BCA Research recently demonstrated that countries with high-spending governments tend to suffer from slower GDP per capita growth. Likewise, Ned Davis Research found that, since 1947, U.S. government spending above 22% of GDP has correlated with periods of slower economic growth. He warned that this share had exceeded 34% during the pandemic. My team also found a statistically significant link between periods of rising public debt and low GDP growth. These studies cannot show causation, but the consistent link between growing deficits and weaker growth is unlikely to be a coincidence.
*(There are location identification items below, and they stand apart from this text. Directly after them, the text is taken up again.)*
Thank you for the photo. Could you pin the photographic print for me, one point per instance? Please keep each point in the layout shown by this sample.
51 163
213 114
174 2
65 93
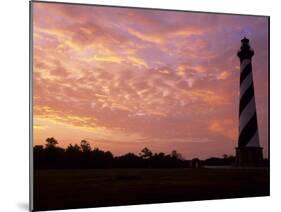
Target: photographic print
139 106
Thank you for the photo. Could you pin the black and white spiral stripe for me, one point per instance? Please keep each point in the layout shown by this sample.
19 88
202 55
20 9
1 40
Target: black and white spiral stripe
248 129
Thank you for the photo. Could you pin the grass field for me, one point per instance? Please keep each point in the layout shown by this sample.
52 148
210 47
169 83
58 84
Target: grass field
60 189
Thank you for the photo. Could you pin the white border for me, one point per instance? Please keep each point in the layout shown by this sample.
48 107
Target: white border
14 117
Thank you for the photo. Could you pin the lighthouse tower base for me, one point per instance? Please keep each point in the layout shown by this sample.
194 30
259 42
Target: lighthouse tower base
249 156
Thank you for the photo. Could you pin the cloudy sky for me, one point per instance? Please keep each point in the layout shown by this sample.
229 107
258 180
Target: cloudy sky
125 79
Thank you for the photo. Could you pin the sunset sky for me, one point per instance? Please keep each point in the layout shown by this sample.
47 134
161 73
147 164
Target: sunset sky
125 79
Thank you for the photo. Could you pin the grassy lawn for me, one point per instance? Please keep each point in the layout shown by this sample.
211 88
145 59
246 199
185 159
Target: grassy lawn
58 189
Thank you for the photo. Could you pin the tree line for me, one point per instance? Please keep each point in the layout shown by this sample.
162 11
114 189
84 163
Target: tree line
83 156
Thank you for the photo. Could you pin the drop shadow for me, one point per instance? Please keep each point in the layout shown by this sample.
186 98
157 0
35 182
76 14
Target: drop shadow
23 206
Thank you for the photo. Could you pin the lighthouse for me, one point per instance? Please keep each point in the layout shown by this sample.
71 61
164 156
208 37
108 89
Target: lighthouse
248 152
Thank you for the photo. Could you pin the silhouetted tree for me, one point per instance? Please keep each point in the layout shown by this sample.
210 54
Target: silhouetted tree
85 146
145 153
83 156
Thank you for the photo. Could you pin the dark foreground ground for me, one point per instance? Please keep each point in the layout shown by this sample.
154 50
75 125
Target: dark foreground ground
64 189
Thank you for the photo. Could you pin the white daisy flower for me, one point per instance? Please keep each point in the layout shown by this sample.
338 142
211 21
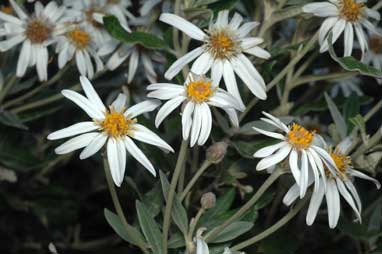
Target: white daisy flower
339 184
35 32
302 147
114 126
199 94
343 16
223 51
78 43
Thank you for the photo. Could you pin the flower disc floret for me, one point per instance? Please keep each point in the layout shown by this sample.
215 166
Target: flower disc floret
299 137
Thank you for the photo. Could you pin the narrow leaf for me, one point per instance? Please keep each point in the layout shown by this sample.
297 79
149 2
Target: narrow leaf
149 228
178 214
337 117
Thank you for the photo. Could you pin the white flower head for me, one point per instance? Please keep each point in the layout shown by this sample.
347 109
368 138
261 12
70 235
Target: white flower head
223 51
198 93
77 42
304 151
115 126
337 185
344 16
35 32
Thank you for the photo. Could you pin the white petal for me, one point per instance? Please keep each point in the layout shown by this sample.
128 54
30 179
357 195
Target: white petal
145 135
178 65
206 122
142 107
187 119
185 26
348 40
304 174
72 130
314 205
83 103
133 149
246 28
291 195
269 133
268 150
76 143
333 203
196 124
230 82
202 64
293 164
92 94
349 199
274 159
167 108
359 174
94 146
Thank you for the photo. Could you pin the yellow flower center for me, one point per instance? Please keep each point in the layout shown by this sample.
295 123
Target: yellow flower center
6 9
351 10
37 31
342 162
116 124
221 44
199 90
299 137
375 44
79 38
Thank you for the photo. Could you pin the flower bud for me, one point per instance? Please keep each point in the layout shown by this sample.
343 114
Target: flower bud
216 152
208 200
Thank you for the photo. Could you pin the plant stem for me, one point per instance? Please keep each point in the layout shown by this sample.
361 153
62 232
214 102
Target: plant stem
7 87
129 229
170 198
283 221
273 177
198 173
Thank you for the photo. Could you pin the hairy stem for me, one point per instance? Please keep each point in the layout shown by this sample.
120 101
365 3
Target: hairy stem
198 173
273 177
117 205
171 194
283 221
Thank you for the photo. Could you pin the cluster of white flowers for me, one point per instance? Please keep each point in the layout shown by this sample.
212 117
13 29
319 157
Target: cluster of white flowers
76 31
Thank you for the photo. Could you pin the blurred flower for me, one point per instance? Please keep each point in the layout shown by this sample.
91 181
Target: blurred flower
35 32
78 43
341 183
347 86
302 147
222 51
115 127
199 94
346 16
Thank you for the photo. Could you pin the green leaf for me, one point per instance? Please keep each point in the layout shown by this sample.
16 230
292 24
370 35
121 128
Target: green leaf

Even those who advocate for unlimited new borrowing agree that the money would be better invested in roads, green energy and other projects that would boost productivity and future growth. Still, comforted by the belief that deficits don’t matter, Biden supporters back a plan jam-packed with cash transfers, including a check for $ 1,400 for most Americans,

Like many in the carefree camp, Mr Biden says more stimulus is urgently needed to limit the damage from job losses and bankruptcies. There was a case for this as the economy was in decline. But as vaccines roll out and return to normal, injecting more stimulus into a recovering patient will likely do more harm than good.

The average person understands that there is no free lunch. The road to prosperity cannot be as simple as printing and spending. If he relies on low rates to fund further massive increases in public spending, Biden will double down on policies that have amplified the problems he aims to tackle: weak growth, financial instability and growing inequality. Decades of constant revival have left capitalism weaker, less dynamic and less fair, fueling angry populism. Deficits count for the damage they already inflict.